The New York Times reported on a viral You Tube video of Libyan Strangeman Mohammar Qaddafi’s speech in Green square set to trance music and accompanied by a go-go dancer.

The video has garnered over a half-million hits on YouTube, and hundreds of comments.  Check it out below.  Meanwhile, here are the five remarkable, literally phenomenal things about it:

1. “Zenga Zenga was conceived, composed, mixed and edited by Tel Aviv resident Noy Alloshe, a 31 year old Jewish Israeli.

Mr. Alooshe spent a few hours at the computer, using Auto-Tune pitch corrector technology to set the speech to the music of “Hey Baby,” a 2010 electro hip-hop song by American rapper Pitbull, featuring another artist, T-Pain. He titled it “Zenga-Zenga,” echoing Col. Qaddafi’s repetition of the word zanqa, Arabic for alleyway.

2. The video went viral among Libya’s youth, seemingly before it became well-known that an Israeli made it.  Like most in the Arab world, Libyans have been unremittingly fed one-sided anti-Israel propaganda for 40 years.  Now, through the internet, they are being exposed to Israeli culture, Israeli points of view, Israeli people—all of which may rock their world view.

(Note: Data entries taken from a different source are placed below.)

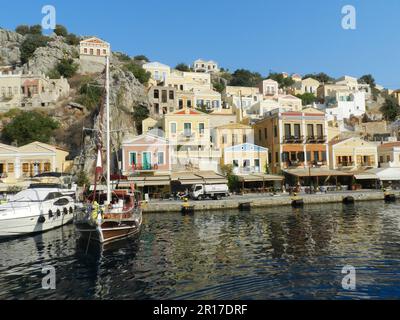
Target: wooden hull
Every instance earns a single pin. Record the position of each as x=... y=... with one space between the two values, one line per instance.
x=109 y=231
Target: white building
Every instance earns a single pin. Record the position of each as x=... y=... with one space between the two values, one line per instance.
x=30 y=90
x=346 y=105
x=269 y=87
x=205 y=66
x=159 y=72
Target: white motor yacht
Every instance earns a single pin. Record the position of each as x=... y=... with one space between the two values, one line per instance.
x=35 y=210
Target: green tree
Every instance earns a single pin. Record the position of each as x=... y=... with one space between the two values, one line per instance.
x=245 y=78
x=219 y=86
x=28 y=127
x=368 y=79
x=390 y=109
x=182 y=67
x=141 y=57
x=67 y=68
x=61 y=30
x=22 y=29
x=30 y=44
x=282 y=81
x=142 y=75
x=36 y=29
x=139 y=114
x=321 y=77
x=307 y=98
x=82 y=179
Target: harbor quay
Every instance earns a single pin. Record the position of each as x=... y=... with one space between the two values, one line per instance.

3. The video shows that the vast majority of Jews and Israelis support the uprisings in the Arab world.  Not that there aren’t fears of eventual Islamic takeovers, of chaos, of broken peace treaties—but on a person-to-person level, exemplified by Noy Allooshe, it should be clear that Jews and Israeli stand hand in hand with those in Tahrir Square and Green Square, and anywhere people throw off the yoke of oppression.

4. The power of the Internet to democratize the Middle East and break down borders is astonishing.  Years ago it took months of phone calls, third-party intervention, and letters to get Israelis and their Arab neighbors together.  Now with YouTube, Facebook and a quickly improving Google Translate, the walls are coming down. (Yes, kneejerk Lefties, insert Separation Wall diatribe here). Now the next generation can connect instantly through the Net.  I suspect once Arab youth get a load of Noy’s other videos from his band Hovevei Zion, he might just become the first post-Tahrir crossover hit. 

5. The New York Times wrote hundreds of words about this phenomenon, investigated it to a fare thee well, but failed to answer the most pressing question of all: Who’s the dancer?